Wisch
und Weg
Der gesunde Zugang einer Putzfrau zu schwer verständlicher
Kunst
J. -F. S. Lemarcou
Jüngst kam der Kollege Bajun
in die Redaktion und stellte eine kleine Flasche Sekt auf den Tisch. Die
sei, so erklärte er, die Entschuldigung eines Brandenburger Großmarktes
dafür, dass man ihm einen Kasten Bier mehr berechnet habe, als er
tatsächlich gekauft habe. Nun begann das Gezänk, welches Ereignis
es wohl wert wäre, es mit dem Fläschchen zu begießen.
Ein Gott hatte Erbarmen und sandte uns die Meldung über den Ticker,
dass eine Putzfrau im Dortmunder Ostwall-Museum eine Installation, Skulptur
oder weiß der Teufel was versaut hatte, nachdem sie einige Kalk-Flecken
an dem mit 800.000 Euro versicherten Holzgestell mit Gummibottich von
Martin Kippenberger weggeschrubbt hatte. "Wenn's anfängt, durch
die Decke zu tropfen" hieß das Gerät, das uns an den Versuch
des Nachbaus eines in seiner Funktionsweise unverstandenen Optischen Telegrafen
durch einen Sechsjährigen erinnert. Das Werk sei irreversibel zerstört.
Bei uns knirschen derweil die Dielen, weil wir uns schier vor Lachen auf
ihnen wälzen. Herr Barbagrigia japst etwas von 1988 und Joseph Beuys
und wir erinnern uns der legendären Putzfrau, die seinerzeit einem
Fettfleck akribisch zu Leibe rückte und damit den selbstverliebten
Hutträger samt seiner abgedrehten Jünger zur Verzweiflung trieb.
Vom Himmel her lächelt uns Hans Christian Andersen zu und winkt mit
seinem von uns so oft schon zitierten Märchen vom Kaiser und seinen
neuen Kleidern. Und – berichteten wir nicht erst in unserer Ausgabe
vom 6. September diesen Jahres vom Kölner Beltracchi-Prozess, der
den Narren die Maske vom Gesicht riß und die modernen "Künstler"
sowie die verschmockte Szene um sie herum der Lächerlichkeit preisgab?

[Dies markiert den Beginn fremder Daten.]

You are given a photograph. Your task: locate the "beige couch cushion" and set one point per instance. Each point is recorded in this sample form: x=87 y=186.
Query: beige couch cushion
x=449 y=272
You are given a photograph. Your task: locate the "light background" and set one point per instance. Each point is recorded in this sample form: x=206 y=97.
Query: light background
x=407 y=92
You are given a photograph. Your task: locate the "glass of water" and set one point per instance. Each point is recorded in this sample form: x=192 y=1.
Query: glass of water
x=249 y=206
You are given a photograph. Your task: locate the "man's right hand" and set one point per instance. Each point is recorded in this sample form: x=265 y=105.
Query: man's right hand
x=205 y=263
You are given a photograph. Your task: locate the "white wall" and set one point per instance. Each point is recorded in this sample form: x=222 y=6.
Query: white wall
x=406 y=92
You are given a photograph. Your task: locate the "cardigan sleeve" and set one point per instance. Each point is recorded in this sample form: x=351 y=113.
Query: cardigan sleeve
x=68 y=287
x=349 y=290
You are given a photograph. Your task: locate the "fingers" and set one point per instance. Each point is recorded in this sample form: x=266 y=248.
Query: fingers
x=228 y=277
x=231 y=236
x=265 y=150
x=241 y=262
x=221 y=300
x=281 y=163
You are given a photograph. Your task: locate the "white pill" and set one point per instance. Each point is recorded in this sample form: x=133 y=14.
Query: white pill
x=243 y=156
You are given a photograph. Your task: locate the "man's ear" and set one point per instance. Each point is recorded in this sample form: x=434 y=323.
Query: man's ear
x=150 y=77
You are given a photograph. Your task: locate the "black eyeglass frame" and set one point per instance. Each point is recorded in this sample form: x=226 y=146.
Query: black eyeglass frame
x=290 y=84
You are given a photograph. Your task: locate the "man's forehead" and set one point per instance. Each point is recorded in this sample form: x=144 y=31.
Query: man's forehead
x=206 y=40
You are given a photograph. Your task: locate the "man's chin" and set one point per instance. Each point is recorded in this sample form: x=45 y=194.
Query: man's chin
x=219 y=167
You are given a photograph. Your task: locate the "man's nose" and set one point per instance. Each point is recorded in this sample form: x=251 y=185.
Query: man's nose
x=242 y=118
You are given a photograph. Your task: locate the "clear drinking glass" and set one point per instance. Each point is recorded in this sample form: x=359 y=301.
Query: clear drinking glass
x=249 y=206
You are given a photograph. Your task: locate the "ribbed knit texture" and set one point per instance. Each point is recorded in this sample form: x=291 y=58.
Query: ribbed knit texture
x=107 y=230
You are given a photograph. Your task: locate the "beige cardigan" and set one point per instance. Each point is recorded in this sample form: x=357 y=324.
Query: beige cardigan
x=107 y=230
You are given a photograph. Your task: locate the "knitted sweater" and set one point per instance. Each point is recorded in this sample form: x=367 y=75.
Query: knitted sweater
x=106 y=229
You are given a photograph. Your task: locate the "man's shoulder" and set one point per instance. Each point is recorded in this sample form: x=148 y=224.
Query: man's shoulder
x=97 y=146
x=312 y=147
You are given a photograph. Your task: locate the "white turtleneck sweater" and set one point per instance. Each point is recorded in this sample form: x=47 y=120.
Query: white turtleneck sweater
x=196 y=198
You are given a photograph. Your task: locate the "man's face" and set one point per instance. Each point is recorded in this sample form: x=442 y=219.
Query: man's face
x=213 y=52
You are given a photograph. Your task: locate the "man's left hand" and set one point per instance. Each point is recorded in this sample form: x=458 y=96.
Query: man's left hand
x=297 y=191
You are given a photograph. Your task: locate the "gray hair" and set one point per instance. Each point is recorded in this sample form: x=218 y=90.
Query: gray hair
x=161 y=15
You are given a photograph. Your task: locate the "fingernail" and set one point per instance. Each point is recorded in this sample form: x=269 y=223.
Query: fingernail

Wir sehen uns um in der Redaktion – da hängt das "Bildnis
eines alten Mannes" von Salomon Koninck. Hätte die Putzfrau,
und sei sie ein ungebildetes Bauernmädchen aus Anatolien, dem die
Nase weggewischt? Hätte sie – auch als fromme Tochter Davids
– das Tönniesferkel aus der Meditation des Heiligen Antonius
entfernt, das Hieronymus Bosch so kunstvoll und lieblich gemalt hat? Würde
sie der kleinen schlafenden Holzkatze eines unbekannten Künstlers
die Ohren abraspeln? Oder der Mutter Bastet das Sistrum aus der göttlichen
Hand nehmen, um es im Mülleimer verschwinden lassen? Nein, nein und
wieder nein. Wir können das alles mit der größten Sicherheit
verneinen. Denn die Putzfrau ist ja keine Kunstbanausin, Vandalin oder
mutwillige Zerstörerin. Sie ist eine sehr gründliche, penible
Putzfrau, die ihre Arbeit ernst nimmt und präzise ausführt.
Wir ziehen den Hut vor der Dame. Es ist nicht ihre Schuld, dass ihr sicher
bodenständig gebliebener Geist offenkundigen Unsinn eben nicht anders
interpretieren will, als er sich darstellt: nämlich als offenkundiger
Unsinn! Boshafterweise könnte man mutmaßen, das für das
oben erwähnte Thema: "Wenn's anfängt, durch die Decke zu
tropfen" so mancher Vertreter dieser Art Kunst nur sein eigenes –
nein, nicht lorbeergekröntes – Haupt ausstellen müsste,
um diesen Satz hinreichend zu illustrieren.
Die geschädigten Künstler sollten sich dagegen diesen wiederholten
Anschlag auf ihr Opus zum Anlass nehmen, noch einmal gründlich darüber
nachzudenken, auf welche Art und Weise sie etwas mit ihrer Kunst ausdrücken
wollen. Kunst ist nur dann sinnvoll, wenn sie verstanden wird. Dass man
sie verschieden interpretieren können soll, tut dieser Prämisse
keinen Abbruch.
Wir sind konservative Menschen. Das heißt aber nicht, dass wir Neuem
nicht grundsätzlich offen gegenüber träten, wenn es in
einer Form einher kommt, deren Deutung uns nicht permanent in die Hölle
des Sinnfreien und Interpretationsbedürftigen entführt. In eine
Hölle, in der wir das Gefühl nicht los werden, dass entweder
ein intelligenter Künstler seinen Schabernack mit uns treiben will
oder uns ein Umnachteter mit dem Auswurf seines verworrenen Geistes quält.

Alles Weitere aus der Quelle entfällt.